I've been wrapped in thought, this past week or so, wondering if I should post something here or not. Is this the right time? The right place? After all this is a very complex issue wrought with emotion. Mostly angry emotion on my part, being removed from the situation as I am. But it is my understanding that anger is the last thing wanted or needed here. Just compassion and forgiveness for something that seems so unforgivable. It certainly takes a bigger person than I will ever be.
I remember a little girl, the same age as my own, happily running through the neighborhood singing. Later on in life her beautiful voice would lead and comfort many people. She is always a girl in my mind, feisty, energetic, unafraid to speak her mind, back down, or settle for less. I remember thinking she was growing up too fast and wasn't sure I wanted my girl to spend so much time with her. She was into make up and boys long before I wanted mine to notice those things.

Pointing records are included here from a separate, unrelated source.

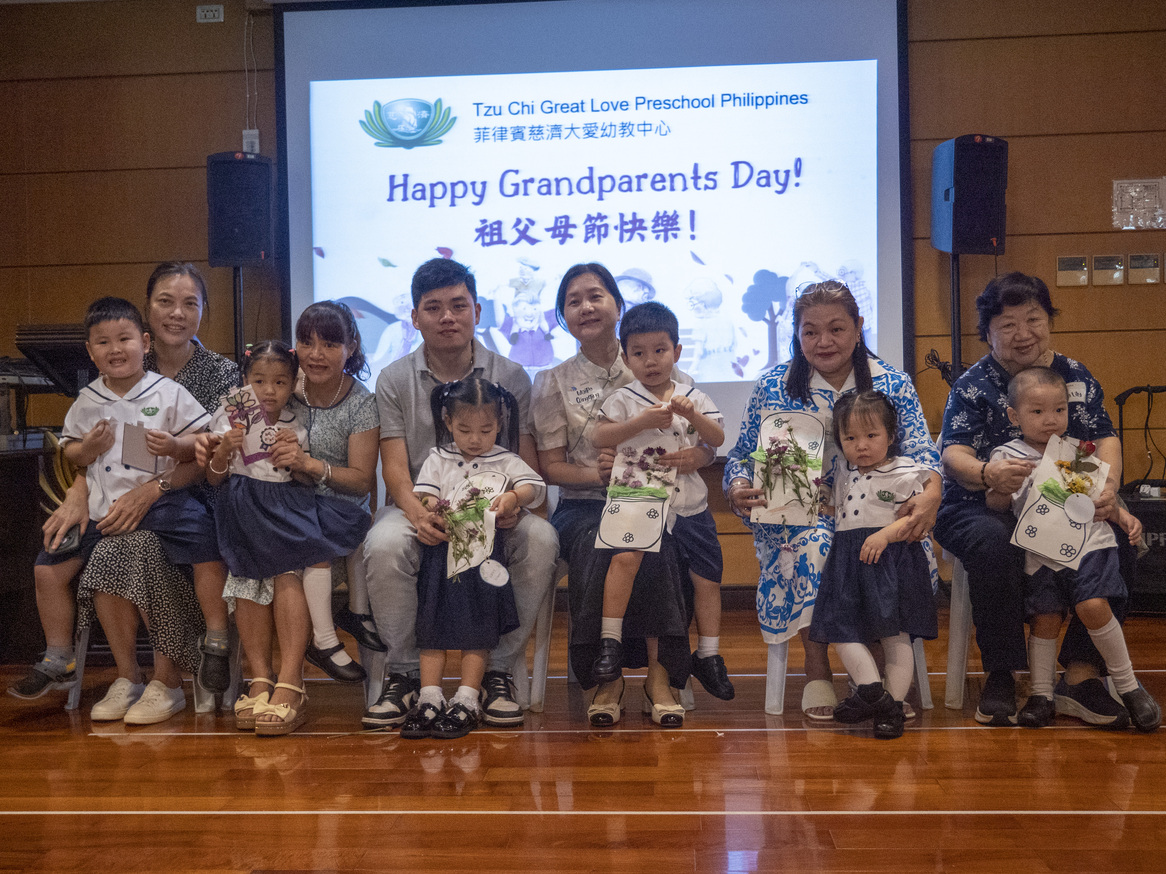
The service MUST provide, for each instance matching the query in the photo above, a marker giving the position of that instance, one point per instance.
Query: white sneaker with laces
(157, 704)
(121, 696)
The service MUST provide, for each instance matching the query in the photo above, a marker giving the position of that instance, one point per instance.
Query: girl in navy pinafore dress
(876, 585)
(473, 607)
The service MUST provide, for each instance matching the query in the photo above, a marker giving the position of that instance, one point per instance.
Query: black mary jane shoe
(866, 702)
(350, 672)
(609, 664)
(355, 625)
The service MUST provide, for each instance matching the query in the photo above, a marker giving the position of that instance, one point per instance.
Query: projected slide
(716, 190)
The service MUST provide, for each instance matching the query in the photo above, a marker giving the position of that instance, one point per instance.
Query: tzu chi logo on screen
(407, 122)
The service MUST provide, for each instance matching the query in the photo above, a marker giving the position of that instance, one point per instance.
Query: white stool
(775, 677)
(529, 685)
(959, 631)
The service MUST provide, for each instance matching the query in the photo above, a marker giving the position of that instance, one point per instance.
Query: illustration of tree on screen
(765, 301)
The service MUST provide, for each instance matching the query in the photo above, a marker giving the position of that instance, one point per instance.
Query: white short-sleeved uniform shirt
(1098, 535)
(445, 469)
(871, 499)
(690, 495)
(262, 469)
(156, 402)
(566, 406)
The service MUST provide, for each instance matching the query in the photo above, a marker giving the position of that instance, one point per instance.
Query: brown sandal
(289, 718)
(245, 707)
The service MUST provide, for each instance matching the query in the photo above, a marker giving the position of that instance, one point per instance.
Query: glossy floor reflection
(735, 790)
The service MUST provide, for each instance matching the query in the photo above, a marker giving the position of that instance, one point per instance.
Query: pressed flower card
(469, 523)
(244, 411)
(787, 467)
(639, 494)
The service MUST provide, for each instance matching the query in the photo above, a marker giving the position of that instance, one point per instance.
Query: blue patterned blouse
(792, 558)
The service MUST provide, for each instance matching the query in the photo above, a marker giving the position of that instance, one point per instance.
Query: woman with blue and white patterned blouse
(830, 357)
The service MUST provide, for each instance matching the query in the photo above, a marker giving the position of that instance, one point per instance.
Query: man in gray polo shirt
(445, 312)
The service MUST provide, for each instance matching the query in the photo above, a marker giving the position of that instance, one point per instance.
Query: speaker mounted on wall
(239, 228)
(969, 178)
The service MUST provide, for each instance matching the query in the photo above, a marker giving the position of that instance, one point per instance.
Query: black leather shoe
(714, 676)
(998, 700)
(419, 723)
(355, 625)
(213, 668)
(1038, 712)
(609, 665)
(456, 721)
(1144, 711)
(866, 702)
(322, 658)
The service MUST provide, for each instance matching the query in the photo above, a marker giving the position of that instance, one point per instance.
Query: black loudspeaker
(969, 176)
(1147, 590)
(239, 230)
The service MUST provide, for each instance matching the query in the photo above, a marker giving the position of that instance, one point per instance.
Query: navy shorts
(1048, 591)
(696, 537)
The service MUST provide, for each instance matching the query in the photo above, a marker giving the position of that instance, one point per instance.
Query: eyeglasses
(1008, 330)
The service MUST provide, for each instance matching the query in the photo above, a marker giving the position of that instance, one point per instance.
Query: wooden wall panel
(130, 37)
(110, 217)
(1056, 184)
(950, 20)
(1118, 360)
(1038, 85)
(127, 122)
(1101, 308)
(62, 294)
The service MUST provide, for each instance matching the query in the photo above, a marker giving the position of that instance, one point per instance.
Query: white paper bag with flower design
(793, 444)
(472, 535)
(639, 494)
(1054, 520)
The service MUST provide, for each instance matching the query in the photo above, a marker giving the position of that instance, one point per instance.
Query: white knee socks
(1110, 642)
(1041, 665)
(317, 590)
(900, 664)
(858, 662)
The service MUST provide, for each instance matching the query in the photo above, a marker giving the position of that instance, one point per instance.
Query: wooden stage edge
(733, 790)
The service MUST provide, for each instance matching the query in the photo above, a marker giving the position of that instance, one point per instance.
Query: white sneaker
(157, 704)
(120, 697)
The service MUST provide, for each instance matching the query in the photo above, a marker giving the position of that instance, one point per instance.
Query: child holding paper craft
(650, 336)
(464, 597)
(876, 584)
(1039, 406)
(125, 429)
(268, 527)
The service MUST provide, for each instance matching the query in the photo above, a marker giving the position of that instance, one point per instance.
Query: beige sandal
(668, 713)
(245, 707)
(819, 699)
(288, 718)
(604, 716)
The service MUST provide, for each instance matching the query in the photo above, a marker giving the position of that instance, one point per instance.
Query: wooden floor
(735, 790)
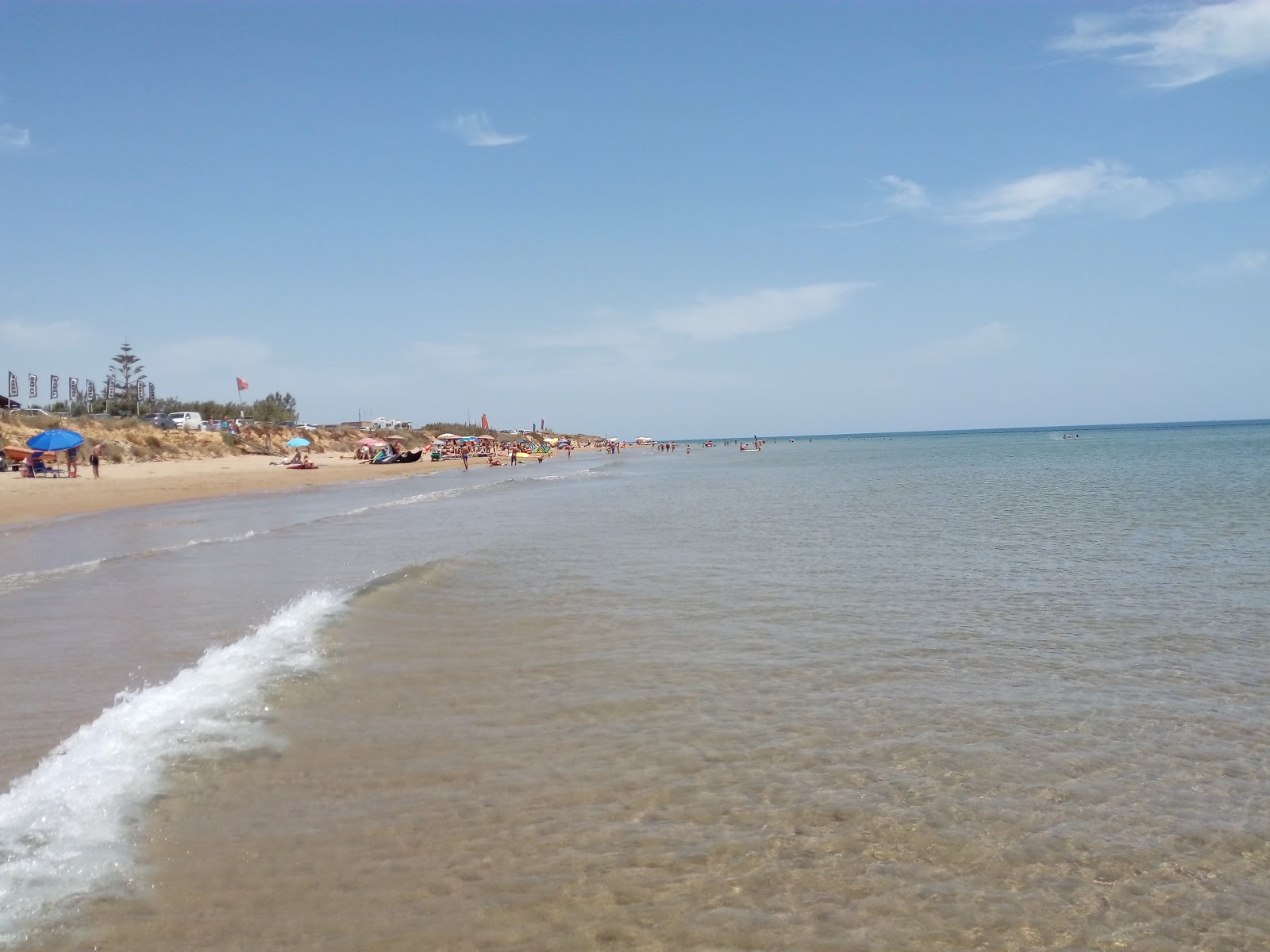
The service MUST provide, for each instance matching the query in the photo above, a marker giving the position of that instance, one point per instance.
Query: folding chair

She came by these things honestly, growing up surrounded by brothers. Her faith, family and friends were the light of her life and as I understand now, she was the light in theirs too, and many, many others. I lost track of her and her family when we moved to another town but my daughter kept up with her throughout the years.
That all ended last week, with several gunshots, in the church parking lot, by the man she chose to love, honor, and cherish all the days of her life. Didn't he make that same promise? Peace and love to you K.P., and may the Grace of all that is good and loving, and forgiving and compassionate rest with you and dwell in your little boys hearts.